Tuesday, May 22, 2012
Time for Justin Upton to start dominating
By David Schoenfield
Who is Justin Upton?
Is he a good player? An All-Star right fielder? A guy who will be mentioned high on MVP ballots during his good seasons? Or is he going to be that superduperstar?
Upton teased us when he reached the majors at age 19 in 2007. In 2008, spending most of the season at age 20, he tantalized us with his talent, posting an .817 OPS and hitting 15 home runs. In 2009, he hit .300 with 26 home runs and looked like a guy who could become the best player in baseball ... or close to it.
He had a terrific season in 2011, hitting .289 with 31 home runs, leading the Arizona Diamondbacks to the NL West title and finishing fourth in the MVP vote.
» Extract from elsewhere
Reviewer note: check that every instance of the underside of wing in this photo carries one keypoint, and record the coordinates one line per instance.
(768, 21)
And yet ... this is unfair, I admit ... I'm left wanting more. It's the curse of potential, I suppose, the burden of being so good when so young. Hall of Famer Eddie Mathews hit 47 home runs when he was 21 and spent the rest of his career trying to match that. Even though he became one of the greatest third basemen of all time, while still active many viewed Mathews a disappointment, viewing him through that age-21 lens.
I find myself doing the same thing with Upton. His batting line in 2009 was .300/.366/.532; in 2011, .289/.369/.529. Nothing wrong with that, of course, but we generally expect improvement from age 21 to age 23. Maybe a few more walks, a little more power. Upton, while terrific, was essentially the same player at the plate.
Entering 2012, the question still hovered out there: Could he get better? Could he put up a Matt Kemp-Ryan Braun type of season?
Then he suffered a nagging thumb injury and didn't homer or drive in a run in his first 13 games. Upton hit his third homer on May 2, but then went another 13 games without a home run while driving in just two runs, before finally snapping out of that slump with a game-winning homer off Colorado's Rafael Betancourt last week.
One problem plaguing Upton has been called third strikes -- he's taken 20 of them, which leads the majors. He struck out looking 35 times last season. Maybe the thumb is still bothering him, and he's tried to compensate by drawing more walks -- his walk rate is up 3 percent and he's swinging at fewer pitchers outside the strike zone. Maybe that approach means the home runs will start coming in bunches.
Or maybe he's just in a funk. His teammates certainly are.
Arizona is 19-24 after losing 6-1 to the Dodgers on Monday night, putting the D-backs 10.5 games behind the Dodgers already. The D-backs are ninth in the NL in runs scored, 12th in home runs, ninth in OPS. Other than Chris Young, who just returned from a DL stint, most of the Diamondbacks are struggling. Cleanup hitter Miguel Montero has two home runs. First baseman Paul Goldschmidt has just two bombs as well. Third baseman Ryan Roberts is hitting .227 with two home runs and a .288 OBP. Willie Bloomquist is Willie Bloomquist. Upton is hitting .235/.344/.353.
It's certainly an offense desperately in need of Upton to get hot. They need him to go on a tear like last June and July, when he hit .355/.424/.636 from May 30 through Aug. 2. He's the guy this offense feeds off of. He's what Kemp is to the Dodgers or Joey Votto is to the Reds.
So ... who is Justin Upton? Is he the guy who can carry an offense? Is he great player capable of an MVP season? Or is he an MVP player?